Cette présence du manager est dite compétente car elle constitue en elle-même une action puissante: en effet, être présent et écouter vraiment, c’est déjà donner énormément de reconnaissance à la personne qui vous parle. Etre écouté vraiment change la perception que chacun a de l’autre et de soi-même. On peut donc parler de non-agir, car il s’agit d’une action économe en énergie qui fait émerger de beaucoup de confiance, de l’envie d’agir, de l’autonomie et de la créativité.

2. La présence compétente est 100 fois plus efficace que de “mettre la pression”

Il s’agit de laisser partir la croyance qu’il faut “pousser” les gens ou bien les “tirer”. L’idée répandue chez tant de managers qu’il faut “mettre la pression” sur leur équipe est dévastatrice. Cette stratégie marche à court terme car elle accroît la peur chez les gens de ne pas remplir leurs objectifs, la peur de l’échec. Pourtant “mettre la pression” sur les personnes les empêche de ressentir des émotions positives et étouffe en eux tout désir d’expérimenter et d’apprendre. Ils finissent par éprouver une certaine rancœur vis-à-vis de la direction. S’ils le peuvent, ils s’en iront. Sinon, ils utiliseront le “pouvoir du faible” : retrait, grève du zèle, congé maladie, absentéisme…

Le pouvoir et la pression très forte qui s’exerce sur eux “d’en haut” peuvent amener les managers à se concentrer à l’excès sur les résultats et le contrôle, et, ce faisant, à traiter leurs subordonnés comme de simples moyens pour parvenir à leurs fins. L‘effet paradoxal de toute cette énergie dépensée à “pousser” les collaborateurs conduit à les démotiver totalement.

Plutôt que de dire aux collaborateurs comment ils doivent faire et leur “mettre la pression”, le dirigeant capable de présence compétente reconnaît qu’ils sont les experts de leur métier et de leurs clients : il leur fait vraiment confiance. Il se contente de leur poser des questions sur ce qui marche et ne marche pas, sur ce qu’ils voudraient changer, et comment il peut les y aider. Il tient compte de leurs idées en leur proposant de les expérimenter eux-mêmes : il les rend acteurs de l’innovation.

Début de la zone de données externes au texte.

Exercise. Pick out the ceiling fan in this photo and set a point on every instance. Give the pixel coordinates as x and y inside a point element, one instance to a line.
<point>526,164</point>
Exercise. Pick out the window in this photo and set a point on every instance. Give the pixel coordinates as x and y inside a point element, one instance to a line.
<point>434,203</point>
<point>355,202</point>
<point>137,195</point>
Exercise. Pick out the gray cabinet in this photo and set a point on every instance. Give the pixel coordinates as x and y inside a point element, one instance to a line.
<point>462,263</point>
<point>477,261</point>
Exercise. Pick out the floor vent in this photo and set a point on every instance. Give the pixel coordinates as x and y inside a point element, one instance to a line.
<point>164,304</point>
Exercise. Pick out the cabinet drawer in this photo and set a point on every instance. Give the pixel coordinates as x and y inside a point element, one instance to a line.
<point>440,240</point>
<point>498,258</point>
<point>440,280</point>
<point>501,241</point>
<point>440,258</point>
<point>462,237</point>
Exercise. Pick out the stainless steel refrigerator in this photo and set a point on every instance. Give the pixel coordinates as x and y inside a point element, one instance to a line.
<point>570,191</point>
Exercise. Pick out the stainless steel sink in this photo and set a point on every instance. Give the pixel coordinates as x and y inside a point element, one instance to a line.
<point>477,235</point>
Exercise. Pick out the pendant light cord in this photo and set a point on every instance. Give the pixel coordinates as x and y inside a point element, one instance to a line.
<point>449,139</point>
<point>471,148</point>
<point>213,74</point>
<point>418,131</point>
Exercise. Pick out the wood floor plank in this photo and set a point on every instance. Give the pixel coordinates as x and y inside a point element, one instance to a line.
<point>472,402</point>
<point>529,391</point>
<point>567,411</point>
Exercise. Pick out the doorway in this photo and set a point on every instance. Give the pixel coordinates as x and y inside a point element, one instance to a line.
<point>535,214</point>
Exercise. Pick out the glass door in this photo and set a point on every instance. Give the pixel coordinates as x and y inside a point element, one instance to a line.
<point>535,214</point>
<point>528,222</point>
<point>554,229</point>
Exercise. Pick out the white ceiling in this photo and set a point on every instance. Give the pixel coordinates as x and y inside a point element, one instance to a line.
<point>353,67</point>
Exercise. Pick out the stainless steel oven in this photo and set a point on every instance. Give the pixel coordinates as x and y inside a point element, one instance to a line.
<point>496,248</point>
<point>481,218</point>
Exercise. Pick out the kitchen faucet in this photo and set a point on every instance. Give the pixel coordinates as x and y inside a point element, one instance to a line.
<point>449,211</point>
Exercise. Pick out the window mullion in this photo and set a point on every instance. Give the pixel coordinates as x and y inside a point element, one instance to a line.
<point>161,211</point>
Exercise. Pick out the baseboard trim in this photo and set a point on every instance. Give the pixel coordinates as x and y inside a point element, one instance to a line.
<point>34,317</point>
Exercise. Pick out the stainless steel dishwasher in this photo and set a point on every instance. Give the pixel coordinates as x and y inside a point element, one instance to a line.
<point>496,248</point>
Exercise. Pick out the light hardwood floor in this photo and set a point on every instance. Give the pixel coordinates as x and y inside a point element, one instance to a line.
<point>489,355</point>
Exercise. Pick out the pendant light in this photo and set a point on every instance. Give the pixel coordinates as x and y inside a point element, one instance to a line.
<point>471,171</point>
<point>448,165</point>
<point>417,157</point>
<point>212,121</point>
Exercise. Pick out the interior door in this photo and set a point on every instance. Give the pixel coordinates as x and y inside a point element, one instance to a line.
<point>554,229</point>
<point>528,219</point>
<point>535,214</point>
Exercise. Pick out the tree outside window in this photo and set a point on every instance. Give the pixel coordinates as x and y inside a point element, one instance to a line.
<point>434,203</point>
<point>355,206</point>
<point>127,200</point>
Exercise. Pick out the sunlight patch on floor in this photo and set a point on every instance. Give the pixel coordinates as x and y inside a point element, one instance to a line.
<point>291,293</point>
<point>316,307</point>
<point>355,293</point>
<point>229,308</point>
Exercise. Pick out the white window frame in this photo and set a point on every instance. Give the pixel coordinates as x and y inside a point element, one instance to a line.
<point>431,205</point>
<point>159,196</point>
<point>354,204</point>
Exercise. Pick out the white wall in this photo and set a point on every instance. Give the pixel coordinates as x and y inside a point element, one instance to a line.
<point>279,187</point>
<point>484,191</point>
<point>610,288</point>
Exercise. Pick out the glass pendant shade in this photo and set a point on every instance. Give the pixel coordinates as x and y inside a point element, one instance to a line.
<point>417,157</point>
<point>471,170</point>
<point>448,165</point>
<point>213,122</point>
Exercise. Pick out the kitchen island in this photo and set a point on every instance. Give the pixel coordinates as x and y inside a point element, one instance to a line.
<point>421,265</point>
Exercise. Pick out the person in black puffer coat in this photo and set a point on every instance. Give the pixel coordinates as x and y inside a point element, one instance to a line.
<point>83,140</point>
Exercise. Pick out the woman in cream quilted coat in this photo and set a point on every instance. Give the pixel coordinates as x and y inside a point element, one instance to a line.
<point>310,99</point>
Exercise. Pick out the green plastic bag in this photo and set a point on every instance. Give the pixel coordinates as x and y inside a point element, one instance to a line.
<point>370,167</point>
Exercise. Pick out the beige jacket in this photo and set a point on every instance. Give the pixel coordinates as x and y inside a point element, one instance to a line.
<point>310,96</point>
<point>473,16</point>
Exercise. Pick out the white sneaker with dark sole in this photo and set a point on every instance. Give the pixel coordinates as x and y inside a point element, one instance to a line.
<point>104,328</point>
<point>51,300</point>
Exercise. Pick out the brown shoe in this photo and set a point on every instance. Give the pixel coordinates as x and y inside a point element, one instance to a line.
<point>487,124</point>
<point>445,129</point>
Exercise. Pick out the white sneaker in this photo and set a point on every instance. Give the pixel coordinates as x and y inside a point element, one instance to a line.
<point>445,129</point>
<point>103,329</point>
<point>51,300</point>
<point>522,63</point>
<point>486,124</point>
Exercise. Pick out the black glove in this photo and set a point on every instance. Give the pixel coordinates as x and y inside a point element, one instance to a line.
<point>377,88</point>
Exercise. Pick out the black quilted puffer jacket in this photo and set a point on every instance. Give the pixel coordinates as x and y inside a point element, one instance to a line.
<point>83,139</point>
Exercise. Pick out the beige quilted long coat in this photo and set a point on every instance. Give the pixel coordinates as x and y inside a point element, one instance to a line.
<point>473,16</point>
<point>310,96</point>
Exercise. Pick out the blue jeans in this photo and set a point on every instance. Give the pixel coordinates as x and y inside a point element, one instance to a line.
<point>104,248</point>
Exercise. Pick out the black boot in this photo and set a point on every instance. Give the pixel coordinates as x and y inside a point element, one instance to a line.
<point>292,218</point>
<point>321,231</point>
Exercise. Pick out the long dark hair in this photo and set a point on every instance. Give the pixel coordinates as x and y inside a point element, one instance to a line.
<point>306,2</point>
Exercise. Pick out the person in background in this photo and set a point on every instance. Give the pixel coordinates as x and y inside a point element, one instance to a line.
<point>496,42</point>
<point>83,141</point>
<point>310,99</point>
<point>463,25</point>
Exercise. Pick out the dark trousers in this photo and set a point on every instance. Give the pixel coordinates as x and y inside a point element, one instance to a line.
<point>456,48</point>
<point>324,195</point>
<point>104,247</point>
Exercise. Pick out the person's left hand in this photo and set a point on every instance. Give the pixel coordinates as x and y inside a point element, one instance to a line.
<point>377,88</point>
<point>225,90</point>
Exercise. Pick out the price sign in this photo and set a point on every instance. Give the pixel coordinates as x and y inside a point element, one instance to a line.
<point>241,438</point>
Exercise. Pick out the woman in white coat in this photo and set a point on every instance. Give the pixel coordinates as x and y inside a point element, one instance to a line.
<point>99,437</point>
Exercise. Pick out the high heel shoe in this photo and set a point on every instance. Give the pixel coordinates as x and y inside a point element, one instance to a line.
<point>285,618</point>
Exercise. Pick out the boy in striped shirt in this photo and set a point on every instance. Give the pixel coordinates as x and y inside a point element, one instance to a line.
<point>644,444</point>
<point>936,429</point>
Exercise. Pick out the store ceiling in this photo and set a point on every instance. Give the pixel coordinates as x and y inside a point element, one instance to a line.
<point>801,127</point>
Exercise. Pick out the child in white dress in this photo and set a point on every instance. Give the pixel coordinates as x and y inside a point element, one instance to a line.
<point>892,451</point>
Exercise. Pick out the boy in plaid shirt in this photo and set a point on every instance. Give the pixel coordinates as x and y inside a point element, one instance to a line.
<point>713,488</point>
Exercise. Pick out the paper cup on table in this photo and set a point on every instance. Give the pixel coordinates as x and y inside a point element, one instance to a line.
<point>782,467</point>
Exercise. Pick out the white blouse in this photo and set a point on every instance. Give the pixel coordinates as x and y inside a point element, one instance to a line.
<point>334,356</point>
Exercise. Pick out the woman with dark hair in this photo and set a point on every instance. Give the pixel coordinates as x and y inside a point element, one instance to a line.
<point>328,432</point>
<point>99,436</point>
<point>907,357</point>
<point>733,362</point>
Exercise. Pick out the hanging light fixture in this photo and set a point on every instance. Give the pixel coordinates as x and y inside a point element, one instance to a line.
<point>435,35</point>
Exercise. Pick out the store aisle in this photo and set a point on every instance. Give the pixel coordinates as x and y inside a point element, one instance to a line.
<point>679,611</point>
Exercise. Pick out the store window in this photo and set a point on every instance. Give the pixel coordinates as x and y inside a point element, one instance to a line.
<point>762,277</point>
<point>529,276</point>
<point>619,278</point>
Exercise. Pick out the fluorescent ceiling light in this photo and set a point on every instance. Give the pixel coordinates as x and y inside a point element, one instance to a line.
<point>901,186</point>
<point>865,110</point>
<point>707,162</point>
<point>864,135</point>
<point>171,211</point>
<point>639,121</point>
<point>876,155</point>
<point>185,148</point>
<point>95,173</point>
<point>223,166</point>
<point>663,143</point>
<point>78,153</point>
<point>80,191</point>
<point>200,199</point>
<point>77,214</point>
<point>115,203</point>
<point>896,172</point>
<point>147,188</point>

Certains dirigeants finissent par en prendre conscience et changent leur perception des équipes. « Nous étions persuadés de bien connaître nos vendeurs. En les écoutant vraiment, on s’est rendu compte qu’il y avait plein de choses que nous n’avions pas vues et entendues. Ils avaient beaucoup d’idées créatives pour améliorer le niveau de service. Ce dernier est meilleur depuis que nous les avons valorisés et responsabilisés. Ils prennent plus d’initiatives, le turn over a baissé. Les relations ont changé aussi dans l’entreprise, on ose se dire les choses et c’est très dynamisant. »

En favorisant la co-responsabilité dans son équipe et son entreprise, le dirigeant crée les conditions de la puissance d’agir en autonomie et de la créativité collective. Son action minimaliste est d’accompagner le flux d’énergie, d’idées et d’initiatives émergeant de son équipe. Le manager qui va dans le sens du courant, celui de la moindre résistance, tout en gardant la maîtrise de son action, s’appuie beaucoup sur les autres. Son non-agir autrement appelé présence compétente crée une culture de l’apprentissage et un environnement de travail stimulant et innovant. 

Et cela il peut le faire tous les jours et le modéliser dans sa façon d’animer son comité de direction pour apprendre à ses managers à en faire autant avec leurs équipes sur le terrain, au quotidien.

La bonne nouvelle, c’est que la présence compétente s’apprend. Le manager peut l’expérimenter et la renforcer tout au long d’un accompagnement de coaching. Ainsi il économise son énergie, il apprend à se détendre et il garde des forces pour aller un pas plus loin, élargir sa vision, innover et nouer des alliances stratégiques.